Sin embargo, el apego a las creencias no son el problema real, sino la identificación. Estar en contra una creencia o un hábito es absurdo. Dejar de identificarse con esa forma de pensar, cuestionarla, examinarla, soltarla, e incluso sacrificarla, es el verdadero principio de la libertad.
Y el inicio de este maravilloso camino a la libertad inicia con algo sumamente sencillo: dejar de reaccionar con agresividad o con críticas a las ideas de los demás.
Alcanzar esta fase de madurez es posible cuando entendemos que las creencias no son la identidad de las personas, sino una posesión mental.
Todos tenemos criterios y opiniones, pero no son lo que somos. Cuando llega el momento en el que logramos entender algo tan sencillo, entonces nos damos cuenta que no existe la distancia entre las personas.
Inténtelo alguna vez. Es algo realmente lindo. Y no significa que usted deba adoptar o validar lo que otras personas creen, pues ni siquiera se trata de estar de acuerdo. Se trata de aceptar que no entendemos a todo el mundo, y que por ende no todo el mundo nos entenderá.
El tamaño de nuestro rechazo a las ideas que no nos gustan es proporcional al apego a las nuestras. Las creencias de las personas no son el verdadero problema, sino nuestra posición contraria a ella.
El filósofo integrista Ken Wilber explica que la clave para resolver nuestros problemas es identificar las situaciones que disparan nuestro enojo para, posteriormente, integrarlas a nuestros mecanismos mentales y entrenarnos para no permitir que se disparen antes de que sea demasiado tarde. No se trata de cambiar nada, sino simplemente de observar lo que sucede con nosotros mismos para proceder a la observación desapegada y neutral de lo que dicen las demás personas y, en consecuencia, lograr la aceptación.
Los entendidos llaman asertividad a la capacidad de aceptar el comportamiento y las creencias ajenas, se trata simplemente de no reaccionar como animales salvajes al pensamiento o forma de vida de los demás, y reafirmar y expresar la posición personal sin tratar de imponerla a nuestros interlocutores.

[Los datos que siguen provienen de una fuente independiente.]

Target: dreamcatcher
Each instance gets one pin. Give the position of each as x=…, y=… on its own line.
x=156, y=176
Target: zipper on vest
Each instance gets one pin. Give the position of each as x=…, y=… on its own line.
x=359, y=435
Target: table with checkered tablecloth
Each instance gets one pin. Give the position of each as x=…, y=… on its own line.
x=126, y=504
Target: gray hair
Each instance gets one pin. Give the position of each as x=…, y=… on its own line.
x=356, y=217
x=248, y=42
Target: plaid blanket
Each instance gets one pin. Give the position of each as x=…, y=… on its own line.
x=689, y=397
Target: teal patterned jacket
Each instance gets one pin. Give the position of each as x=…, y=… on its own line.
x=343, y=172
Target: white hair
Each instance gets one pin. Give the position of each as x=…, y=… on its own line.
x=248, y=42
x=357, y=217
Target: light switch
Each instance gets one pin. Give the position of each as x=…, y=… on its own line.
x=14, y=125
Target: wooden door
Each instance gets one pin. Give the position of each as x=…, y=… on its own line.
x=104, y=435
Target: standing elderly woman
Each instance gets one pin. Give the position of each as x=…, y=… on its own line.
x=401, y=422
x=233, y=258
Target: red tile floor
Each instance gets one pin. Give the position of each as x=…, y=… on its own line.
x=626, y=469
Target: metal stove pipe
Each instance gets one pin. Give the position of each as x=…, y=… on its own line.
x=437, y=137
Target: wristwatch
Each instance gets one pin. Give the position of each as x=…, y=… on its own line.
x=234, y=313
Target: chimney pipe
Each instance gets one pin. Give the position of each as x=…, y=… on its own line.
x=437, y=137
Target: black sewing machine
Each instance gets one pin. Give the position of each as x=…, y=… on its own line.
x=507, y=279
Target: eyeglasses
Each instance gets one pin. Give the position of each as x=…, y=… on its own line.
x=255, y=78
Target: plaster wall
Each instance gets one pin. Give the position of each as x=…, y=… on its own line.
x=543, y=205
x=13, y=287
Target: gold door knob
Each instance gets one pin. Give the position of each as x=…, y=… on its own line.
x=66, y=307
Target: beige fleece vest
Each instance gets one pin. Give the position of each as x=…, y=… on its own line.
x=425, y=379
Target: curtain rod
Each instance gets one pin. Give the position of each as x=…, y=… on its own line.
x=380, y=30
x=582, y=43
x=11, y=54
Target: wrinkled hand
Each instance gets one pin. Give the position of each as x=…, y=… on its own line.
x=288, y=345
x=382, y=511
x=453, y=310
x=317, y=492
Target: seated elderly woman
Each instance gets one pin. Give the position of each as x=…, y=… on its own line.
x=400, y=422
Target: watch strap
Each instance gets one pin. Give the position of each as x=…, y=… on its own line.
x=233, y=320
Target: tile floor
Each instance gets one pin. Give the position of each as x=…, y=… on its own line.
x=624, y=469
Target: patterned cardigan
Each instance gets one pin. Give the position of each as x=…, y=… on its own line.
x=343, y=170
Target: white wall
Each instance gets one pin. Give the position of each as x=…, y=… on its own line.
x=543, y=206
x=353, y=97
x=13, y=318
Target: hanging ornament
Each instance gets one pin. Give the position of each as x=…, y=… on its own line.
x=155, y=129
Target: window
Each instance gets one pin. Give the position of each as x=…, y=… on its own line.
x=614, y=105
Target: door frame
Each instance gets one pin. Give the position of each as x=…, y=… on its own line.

Escuchar a las personas, aunque lo que digan esté en contra de nuestra opinión, es la prueba máxima de la empatía, el respeto y la aceptación. No olvide que tal vez eso sea lo único que necesitan, y si usted puede darles eso que necesitan, quizá logre la magia de que ellos a su vez renuncien también a imponer sus opiniones y creencias.